Over the last year, the majority of US LNG has mainly been going to Latin America. The chart above reflects this, showing numbers from CEDIGAZ on US LNG imports over 2016. This follows fundamental flow dynamics – Latin America is the destination of choice (all other else being equal) due to the short shipping distances which lowers costs. It would be misleading to use the chart above as a signal for times to come, however. This is because the US is exporting a relatively low level of LNG in total, something that is on trend to change later this year. The Middle Eastern market (mainly Egypt/Jordan) is highly competitive, and unlikely to have a higher price than North-West European hubs over the long term.

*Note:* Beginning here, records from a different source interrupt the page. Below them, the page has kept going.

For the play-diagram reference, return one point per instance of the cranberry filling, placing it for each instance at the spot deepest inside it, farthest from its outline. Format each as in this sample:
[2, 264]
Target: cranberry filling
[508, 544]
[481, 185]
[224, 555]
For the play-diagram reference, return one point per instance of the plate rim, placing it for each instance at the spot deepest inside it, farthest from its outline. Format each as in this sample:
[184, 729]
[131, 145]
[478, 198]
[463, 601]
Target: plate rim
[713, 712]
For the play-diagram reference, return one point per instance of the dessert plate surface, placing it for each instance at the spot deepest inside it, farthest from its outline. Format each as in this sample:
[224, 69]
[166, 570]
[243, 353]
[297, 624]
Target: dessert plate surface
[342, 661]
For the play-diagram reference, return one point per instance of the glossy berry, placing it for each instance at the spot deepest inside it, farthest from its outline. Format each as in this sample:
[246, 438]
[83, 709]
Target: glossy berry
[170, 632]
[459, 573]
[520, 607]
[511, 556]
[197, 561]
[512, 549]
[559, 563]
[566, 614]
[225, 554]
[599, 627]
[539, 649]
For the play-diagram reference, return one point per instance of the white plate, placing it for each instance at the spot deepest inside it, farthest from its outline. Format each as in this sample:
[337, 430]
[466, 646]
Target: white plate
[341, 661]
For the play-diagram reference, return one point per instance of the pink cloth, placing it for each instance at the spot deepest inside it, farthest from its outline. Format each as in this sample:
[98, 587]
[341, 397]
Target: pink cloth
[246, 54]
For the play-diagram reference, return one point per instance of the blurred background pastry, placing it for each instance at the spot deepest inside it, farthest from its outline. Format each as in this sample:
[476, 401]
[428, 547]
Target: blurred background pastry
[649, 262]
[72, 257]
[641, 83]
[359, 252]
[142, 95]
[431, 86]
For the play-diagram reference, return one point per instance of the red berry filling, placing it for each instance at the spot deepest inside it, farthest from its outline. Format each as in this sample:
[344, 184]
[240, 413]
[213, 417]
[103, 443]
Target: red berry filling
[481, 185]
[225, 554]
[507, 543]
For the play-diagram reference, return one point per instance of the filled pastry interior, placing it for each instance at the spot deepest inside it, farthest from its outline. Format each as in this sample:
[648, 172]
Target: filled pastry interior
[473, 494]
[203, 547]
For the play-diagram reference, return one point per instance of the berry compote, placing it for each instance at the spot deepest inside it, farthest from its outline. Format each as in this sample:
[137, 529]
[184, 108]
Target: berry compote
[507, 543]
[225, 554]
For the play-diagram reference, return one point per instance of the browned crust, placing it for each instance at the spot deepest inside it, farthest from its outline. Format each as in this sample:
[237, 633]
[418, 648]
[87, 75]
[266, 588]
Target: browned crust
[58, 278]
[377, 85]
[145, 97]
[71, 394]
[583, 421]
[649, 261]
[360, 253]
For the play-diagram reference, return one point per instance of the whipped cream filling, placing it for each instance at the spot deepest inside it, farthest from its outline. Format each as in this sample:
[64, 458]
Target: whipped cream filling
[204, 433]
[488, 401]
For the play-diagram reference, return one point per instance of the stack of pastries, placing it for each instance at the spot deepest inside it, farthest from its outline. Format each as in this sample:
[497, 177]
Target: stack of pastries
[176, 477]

Certainly, Middle Eastern imports will not make a higher proportion than Asian imports through 2017. If you look back historically, Asia tends to attract the most LNG. Yet, whilst it’s reasonable to assume that Asian LNG will make up the greatest proportion, it historically holding a premium over other regions, Europe here is the key signal for further US exports.
Europe has a significant demand for gas, and has too a significant amount of flexible LNG import capacity. LNG, at the right price, can displace coal power generation or even piped gas. An existing carbon price influences the point at which gas displaces coal (spark-dark spread), as any carbon price will increase the cost of generating power from coal much more than for gas. This has been particularly true in the UK, which has a higher carbon price, and is finding it comparatively easy to phase out coal power generation entirely. European gas/coal switching is the most significant factor in absorbing surplus LNG cargoes. It is logical to assume that, because of this, US export volumes are thus being priced based on European hub price signals.
As US gas exports grow, particularly with new Australian LNG going to Asia, Europe will absorb excess volumes. Note that Europe will not solve a supply glut, but only take excess volumes. This trend of Europe setting a price reference for US LNG will be sped up in summer this year if it coincides with lower demand as US LNG imports will have a stronger impact on the market.